Liz was awesome, but I inevitably pushed my luck in asking for titles and she’d respond, “Lukas...you’re killing me.” They also had an attorney in Studio City at this time named Nicki Jaeger whose catchphrase was, “Lukas...I hate soundtrack albums.” Kidding aside, both of them were great to deal with and I always felt like I could call them and explain something reasonably, and they’d do their best to help.


CBS always wanted a lot of money up front, because the license fees were small potatoes compared to what they wanted to be doing (licensing Star Trek toothpaste or whatever). I started with the Ron Jones Star Trek: The Next Generation box set, which at least had a decent advance, and figured that would open the door.


So I got permission to release a few titles—Hunters Are for Killing by Jerry Fielding was a personal favorite, an obscure 1970 TV movie starring Burt Reynolds—but perversely, the tapes that Jon Burlingame had flagged for us circa 1998 had been set back in a small portion of the tape library that had never been inventoried...meaning those tapes did NOT end up in the online finding aid. So it was as if the tapes simply didn’t exist!


I persuaded the librarian at UCLA at the time (I’ll omit the names, to protect the innocent, or the guilty, whatever the case may be) to go on an adventure through the warehouse. I said, literally, let’s pop the box tops off of all the unsorted assets, and take pictures of the tape spines.


So, we did! It took a whole morning, and I think both the librarian and her assistant, who were troopers, were thoroughly annoyed with me. The above pic is from that journey. And of course, we found everything we were looking for—the stuff Jon had set aside, and much more.


The CBS collection is, unfortunately, very difficult to utilize. Most of the tapes have logs with only numbers, not even reel and part numbers. You would need to go into the accompanying yearly log book to find out that “log 657” is actually M32 from a specific episode of Gunsmoke. And those log books weren’t always accessible. It was really frustrating...and I’m getting agitated just thinking about it.
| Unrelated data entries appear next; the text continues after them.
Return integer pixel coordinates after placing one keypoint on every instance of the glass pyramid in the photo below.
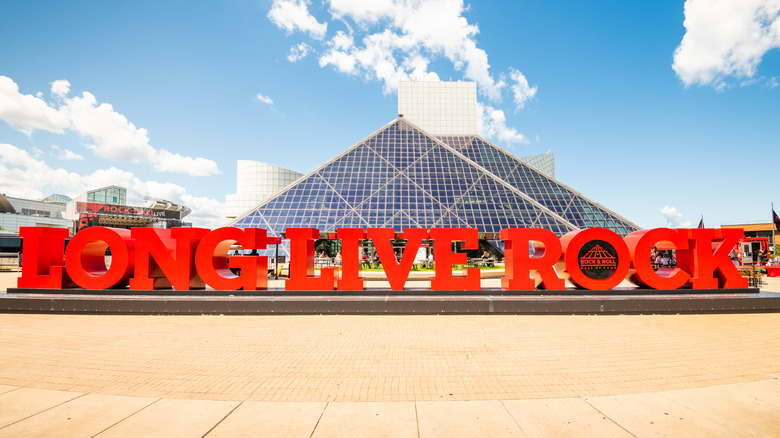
(402, 177)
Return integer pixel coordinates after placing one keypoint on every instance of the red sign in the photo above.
(193, 258)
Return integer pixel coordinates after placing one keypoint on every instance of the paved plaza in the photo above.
(456, 375)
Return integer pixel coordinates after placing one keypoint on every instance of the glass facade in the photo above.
(564, 201)
(402, 177)
(108, 195)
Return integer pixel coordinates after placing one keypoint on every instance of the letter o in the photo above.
(571, 244)
(85, 258)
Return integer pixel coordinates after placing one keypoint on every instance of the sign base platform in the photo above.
(387, 302)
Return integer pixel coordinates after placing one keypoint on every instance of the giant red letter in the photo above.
(350, 264)
(519, 264)
(640, 244)
(211, 259)
(302, 262)
(165, 258)
(44, 254)
(397, 272)
(444, 259)
(707, 258)
(593, 248)
(85, 257)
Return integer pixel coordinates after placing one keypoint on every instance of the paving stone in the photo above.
(466, 419)
(80, 417)
(270, 419)
(734, 407)
(651, 415)
(171, 417)
(562, 417)
(21, 403)
(367, 419)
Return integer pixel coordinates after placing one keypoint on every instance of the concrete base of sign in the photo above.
(407, 302)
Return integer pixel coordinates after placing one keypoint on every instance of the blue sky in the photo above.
(662, 111)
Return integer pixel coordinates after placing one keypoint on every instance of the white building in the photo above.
(256, 182)
(18, 212)
(440, 108)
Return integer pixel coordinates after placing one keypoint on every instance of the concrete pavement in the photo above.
(426, 376)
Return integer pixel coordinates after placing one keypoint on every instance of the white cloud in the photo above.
(674, 219)
(26, 112)
(398, 39)
(66, 154)
(521, 90)
(491, 124)
(24, 176)
(292, 15)
(725, 39)
(108, 133)
(60, 88)
(298, 52)
(165, 161)
(265, 99)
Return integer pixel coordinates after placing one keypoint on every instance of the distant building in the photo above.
(19, 212)
(107, 207)
(429, 168)
(255, 183)
(758, 230)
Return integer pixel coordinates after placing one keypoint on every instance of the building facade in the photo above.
(405, 176)
(256, 182)
(19, 212)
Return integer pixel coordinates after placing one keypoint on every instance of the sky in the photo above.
(665, 112)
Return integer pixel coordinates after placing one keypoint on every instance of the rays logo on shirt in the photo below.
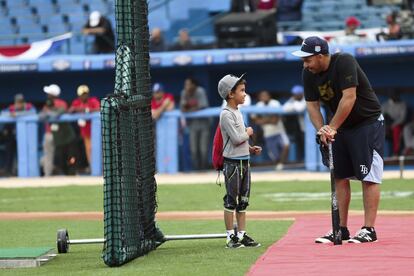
(364, 169)
(325, 91)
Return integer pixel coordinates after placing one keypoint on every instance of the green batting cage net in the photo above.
(128, 143)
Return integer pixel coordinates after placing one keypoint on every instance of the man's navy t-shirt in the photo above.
(343, 72)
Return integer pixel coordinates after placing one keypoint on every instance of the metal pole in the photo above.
(401, 159)
(194, 237)
(86, 241)
(167, 238)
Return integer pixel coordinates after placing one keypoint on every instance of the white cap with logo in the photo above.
(94, 18)
(52, 89)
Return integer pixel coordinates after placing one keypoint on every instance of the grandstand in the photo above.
(26, 21)
(388, 64)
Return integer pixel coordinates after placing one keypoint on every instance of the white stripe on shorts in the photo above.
(377, 168)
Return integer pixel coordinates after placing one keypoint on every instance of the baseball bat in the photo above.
(334, 202)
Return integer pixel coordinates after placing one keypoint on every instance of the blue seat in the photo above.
(56, 29)
(19, 11)
(30, 29)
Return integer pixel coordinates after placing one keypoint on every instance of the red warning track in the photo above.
(297, 254)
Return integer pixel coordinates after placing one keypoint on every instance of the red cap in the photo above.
(352, 21)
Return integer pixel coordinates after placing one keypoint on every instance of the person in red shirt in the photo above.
(161, 101)
(21, 107)
(85, 104)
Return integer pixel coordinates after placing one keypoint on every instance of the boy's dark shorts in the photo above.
(237, 180)
(358, 153)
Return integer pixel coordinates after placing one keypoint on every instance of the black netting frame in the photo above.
(128, 143)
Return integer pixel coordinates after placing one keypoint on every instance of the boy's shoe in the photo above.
(329, 236)
(365, 234)
(249, 242)
(234, 242)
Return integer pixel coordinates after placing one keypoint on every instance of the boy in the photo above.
(236, 168)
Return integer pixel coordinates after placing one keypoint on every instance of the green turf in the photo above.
(195, 257)
(277, 196)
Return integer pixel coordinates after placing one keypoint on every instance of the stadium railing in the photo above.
(167, 139)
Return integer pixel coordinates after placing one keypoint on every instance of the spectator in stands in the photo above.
(276, 140)
(101, 28)
(184, 41)
(194, 98)
(350, 36)
(57, 135)
(289, 10)
(21, 107)
(8, 134)
(266, 5)
(394, 29)
(157, 43)
(161, 101)
(247, 101)
(295, 124)
(408, 134)
(243, 6)
(85, 104)
(394, 111)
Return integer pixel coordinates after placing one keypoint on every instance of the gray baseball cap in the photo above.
(311, 46)
(227, 83)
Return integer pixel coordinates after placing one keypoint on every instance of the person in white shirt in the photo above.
(296, 126)
(276, 139)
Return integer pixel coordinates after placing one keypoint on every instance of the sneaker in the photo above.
(249, 242)
(329, 236)
(234, 242)
(365, 234)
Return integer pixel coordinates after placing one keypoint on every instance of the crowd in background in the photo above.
(66, 147)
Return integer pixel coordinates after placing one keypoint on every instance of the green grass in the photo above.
(202, 257)
(265, 196)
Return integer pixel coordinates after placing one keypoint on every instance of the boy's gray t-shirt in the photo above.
(232, 125)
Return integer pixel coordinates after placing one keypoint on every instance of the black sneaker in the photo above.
(329, 236)
(249, 242)
(366, 234)
(234, 242)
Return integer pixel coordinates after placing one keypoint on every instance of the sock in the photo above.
(229, 233)
(240, 234)
(344, 229)
(370, 229)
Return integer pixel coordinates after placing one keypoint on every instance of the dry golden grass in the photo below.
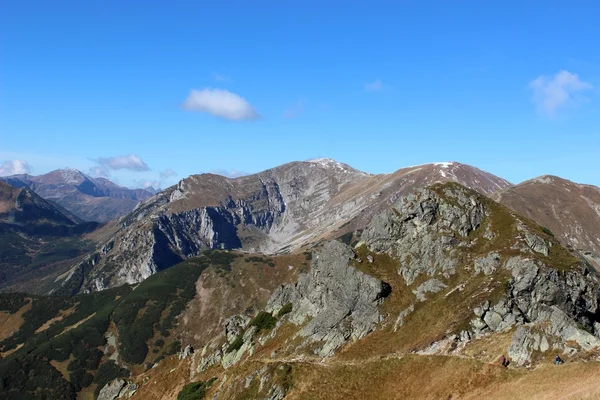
(10, 323)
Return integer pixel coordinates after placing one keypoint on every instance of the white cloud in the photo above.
(14, 167)
(294, 111)
(130, 162)
(166, 174)
(222, 78)
(550, 94)
(229, 173)
(374, 86)
(220, 103)
(99, 171)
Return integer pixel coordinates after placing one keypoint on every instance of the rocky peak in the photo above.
(570, 210)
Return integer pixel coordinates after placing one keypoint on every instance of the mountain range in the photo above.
(280, 210)
(84, 197)
(442, 293)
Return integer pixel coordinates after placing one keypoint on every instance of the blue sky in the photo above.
(134, 89)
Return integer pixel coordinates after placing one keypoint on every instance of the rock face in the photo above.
(419, 230)
(570, 210)
(428, 232)
(117, 389)
(340, 300)
(273, 211)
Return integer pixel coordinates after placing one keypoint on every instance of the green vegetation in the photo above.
(106, 373)
(138, 316)
(22, 255)
(72, 330)
(346, 238)
(286, 309)
(12, 302)
(195, 391)
(237, 343)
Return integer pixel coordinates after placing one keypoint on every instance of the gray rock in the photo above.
(412, 231)
(487, 264)
(234, 325)
(341, 300)
(430, 286)
(111, 390)
(536, 243)
(186, 352)
(492, 320)
(128, 391)
(520, 349)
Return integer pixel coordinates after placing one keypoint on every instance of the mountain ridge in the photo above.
(91, 199)
(273, 211)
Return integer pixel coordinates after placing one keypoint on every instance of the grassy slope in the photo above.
(144, 320)
(383, 365)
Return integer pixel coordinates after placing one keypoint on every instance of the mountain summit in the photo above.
(91, 199)
(274, 211)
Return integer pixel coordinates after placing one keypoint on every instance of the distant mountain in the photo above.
(274, 211)
(570, 210)
(36, 239)
(445, 289)
(91, 199)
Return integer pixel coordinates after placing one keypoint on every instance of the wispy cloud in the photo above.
(294, 111)
(553, 93)
(374, 86)
(99, 171)
(221, 78)
(229, 173)
(14, 167)
(129, 162)
(220, 103)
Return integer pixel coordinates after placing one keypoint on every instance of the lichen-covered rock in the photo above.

Still, these photos became essential when Jon Burlingame was later producing the Wild Wild West collection for La-La Land Records, and also when I was helping Intrada find tapes for their 1980s Twilight Zone collection. (I kept seeing “T2” on the spines which made no sense. Finally I realized that 2 should be a Z—TZ, as in Twilight Zone.)
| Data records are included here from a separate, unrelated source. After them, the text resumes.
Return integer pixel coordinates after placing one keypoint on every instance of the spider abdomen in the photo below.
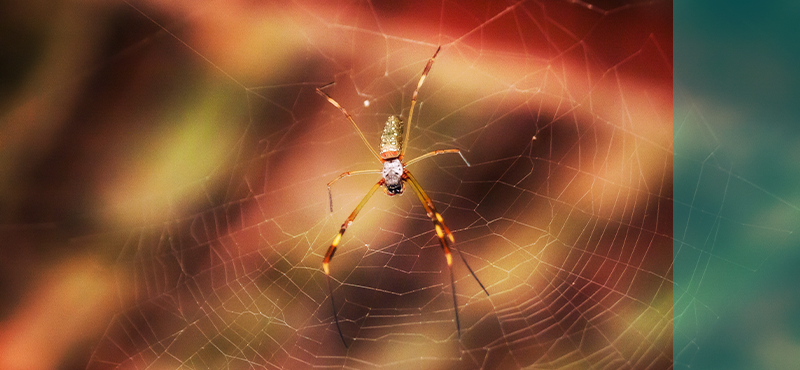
(392, 138)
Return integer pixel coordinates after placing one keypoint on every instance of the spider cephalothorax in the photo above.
(393, 178)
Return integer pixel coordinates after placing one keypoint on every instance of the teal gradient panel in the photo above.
(736, 185)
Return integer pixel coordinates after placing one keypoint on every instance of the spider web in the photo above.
(213, 214)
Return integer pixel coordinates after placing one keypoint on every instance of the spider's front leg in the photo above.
(332, 249)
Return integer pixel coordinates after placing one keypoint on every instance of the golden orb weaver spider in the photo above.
(394, 176)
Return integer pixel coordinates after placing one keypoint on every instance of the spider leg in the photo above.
(441, 231)
(349, 118)
(329, 255)
(348, 173)
(437, 152)
(414, 98)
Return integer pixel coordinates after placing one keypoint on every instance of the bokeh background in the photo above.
(736, 185)
(163, 171)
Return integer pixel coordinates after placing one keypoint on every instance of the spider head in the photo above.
(393, 177)
(394, 189)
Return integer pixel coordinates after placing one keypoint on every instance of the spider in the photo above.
(394, 177)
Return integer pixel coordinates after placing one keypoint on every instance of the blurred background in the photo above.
(736, 185)
(163, 202)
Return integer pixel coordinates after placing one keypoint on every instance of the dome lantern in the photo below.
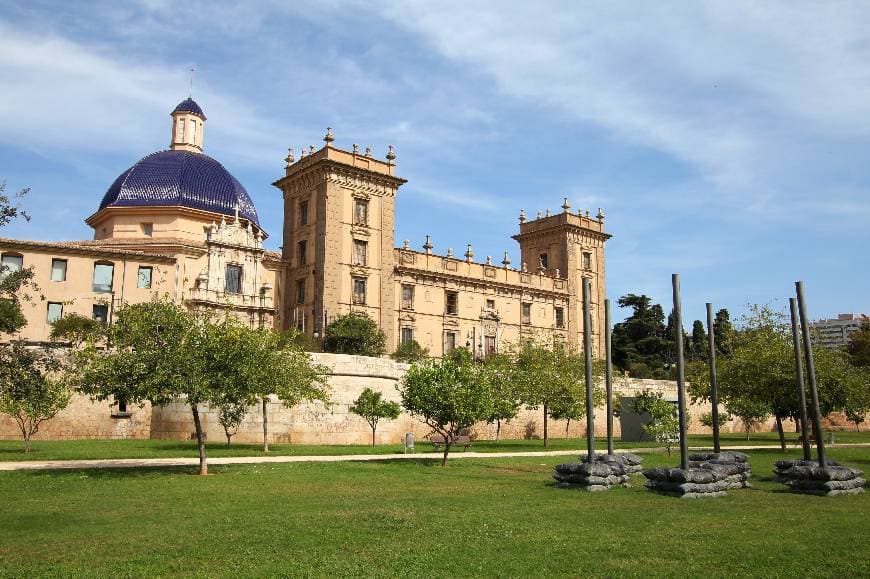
(188, 124)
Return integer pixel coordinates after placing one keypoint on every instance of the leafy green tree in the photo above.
(448, 395)
(663, 424)
(505, 397)
(159, 354)
(77, 329)
(410, 352)
(32, 389)
(373, 408)
(354, 333)
(550, 377)
(639, 343)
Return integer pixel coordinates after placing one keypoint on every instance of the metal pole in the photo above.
(811, 374)
(608, 375)
(587, 350)
(799, 378)
(681, 374)
(714, 386)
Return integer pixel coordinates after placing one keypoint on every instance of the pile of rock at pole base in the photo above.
(603, 472)
(706, 480)
(807, 477)
(734, 464)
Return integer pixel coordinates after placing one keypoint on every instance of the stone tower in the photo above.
(339, 213)
(571, 246)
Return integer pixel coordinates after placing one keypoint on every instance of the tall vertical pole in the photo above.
(587, 350)
(799, 379)
(714, 385)
(811, 373)
(681, 373)
(608, 375)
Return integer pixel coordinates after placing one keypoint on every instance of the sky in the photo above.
(725, 141)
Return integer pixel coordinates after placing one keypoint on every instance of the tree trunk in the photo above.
(545, 425)
(781, 433)
(265, 424)
(446, 450)
(200, 440)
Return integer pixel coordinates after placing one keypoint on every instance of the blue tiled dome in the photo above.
(180, 178)
(189, 105)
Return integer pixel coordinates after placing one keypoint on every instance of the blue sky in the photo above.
(725, 141)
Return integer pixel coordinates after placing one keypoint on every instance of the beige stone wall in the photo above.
(84, 418)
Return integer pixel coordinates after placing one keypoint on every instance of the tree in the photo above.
(77, 329)
(159, 354)
(31, 390)
(448, 395)
(548, 376)
(639, 343)
(354, 333)
(410, 352)
(505, 398)
(230, 416)
(663, 425)
(373, 408)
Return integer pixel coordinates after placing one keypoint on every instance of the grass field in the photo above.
(11, 450)
(474, 517)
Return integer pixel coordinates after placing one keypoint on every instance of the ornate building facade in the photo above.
(178, 223)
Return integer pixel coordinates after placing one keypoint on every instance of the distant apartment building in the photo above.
(835, 333)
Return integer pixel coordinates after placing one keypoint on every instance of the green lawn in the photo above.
(11, 450)
(474, 517)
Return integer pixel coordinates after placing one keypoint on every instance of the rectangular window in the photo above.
(58, 270)
(407, 335)
(101, 313)
(407, 297)
(302, 252)
(359, 290)
(55, 312)
(233, 282)
(300, 291)
(103, 274)
(449, 342)
(143, 280)
(451, 303)
(360, 212)
(360, 251)
(11, 263)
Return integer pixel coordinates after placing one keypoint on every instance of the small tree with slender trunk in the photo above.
(371, 406)
(448, 395)
(31, 390)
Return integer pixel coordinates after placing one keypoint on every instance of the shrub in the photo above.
(354, 333)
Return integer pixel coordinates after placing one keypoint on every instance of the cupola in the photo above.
(188, 122)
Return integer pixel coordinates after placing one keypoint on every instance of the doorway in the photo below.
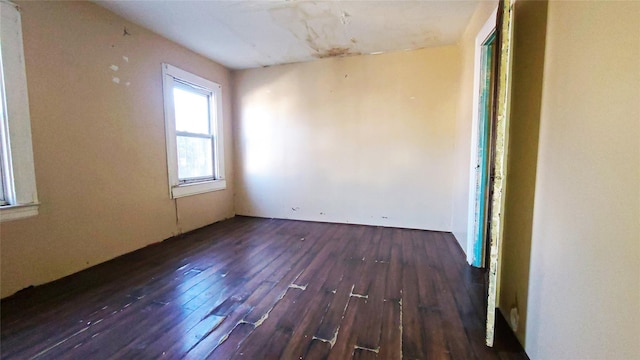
(481, 177)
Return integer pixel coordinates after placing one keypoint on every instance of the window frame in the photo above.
(177, 188)
(16, 149)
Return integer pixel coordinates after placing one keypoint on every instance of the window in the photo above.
(193, 120)
(18, 196)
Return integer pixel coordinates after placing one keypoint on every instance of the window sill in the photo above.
(15, 212)
(197, 188)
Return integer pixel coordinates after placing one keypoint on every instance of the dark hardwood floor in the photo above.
(252, 288)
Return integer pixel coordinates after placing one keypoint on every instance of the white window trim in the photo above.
(176, 190)
(19, 170)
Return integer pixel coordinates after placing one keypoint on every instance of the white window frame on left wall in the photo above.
(171, 76)
(18, 179)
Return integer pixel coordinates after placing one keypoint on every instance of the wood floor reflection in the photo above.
(251, 288)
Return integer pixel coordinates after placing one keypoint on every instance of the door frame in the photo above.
(476, 248)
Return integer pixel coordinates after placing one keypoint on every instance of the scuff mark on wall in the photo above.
(336, 52)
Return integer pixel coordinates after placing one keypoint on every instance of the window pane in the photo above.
(195, 159)
(192, 111)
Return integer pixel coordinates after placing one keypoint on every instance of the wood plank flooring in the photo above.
(249, 288)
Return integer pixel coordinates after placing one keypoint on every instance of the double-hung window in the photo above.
(18, 196)
(193, 121)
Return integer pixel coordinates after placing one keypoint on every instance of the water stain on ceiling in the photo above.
(247, 34)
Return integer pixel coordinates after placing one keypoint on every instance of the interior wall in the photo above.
(463, 129)
(530, 21)
(363, 139)
(99, 144)
(584, 286)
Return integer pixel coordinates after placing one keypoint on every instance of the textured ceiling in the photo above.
(247, 34)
There remains a lot of cool stuff that could be released from the CBS vaults, but in recent years the Consumer Products and Music departments—both of which have to do a lot of work to get anything cleared and approved—have been tied up doing many other things which bigger priorities to the company (like producing television and licensing huge Star Trek projects). And some of their biggest titles, like the classic Hawaii Five-0 and original Twilight Zone, have been not available for licensing, for reasons that could range from remakes being made that involve other producers...to corporate decisions that I don’t fully understand, and are certainly not shared with the labels.


I’m pretty much done producing titles for myself, but if anything I ever learned or acquired in my travels can be of use to other labels (like the UCLA box photos), of course I am happy to share them.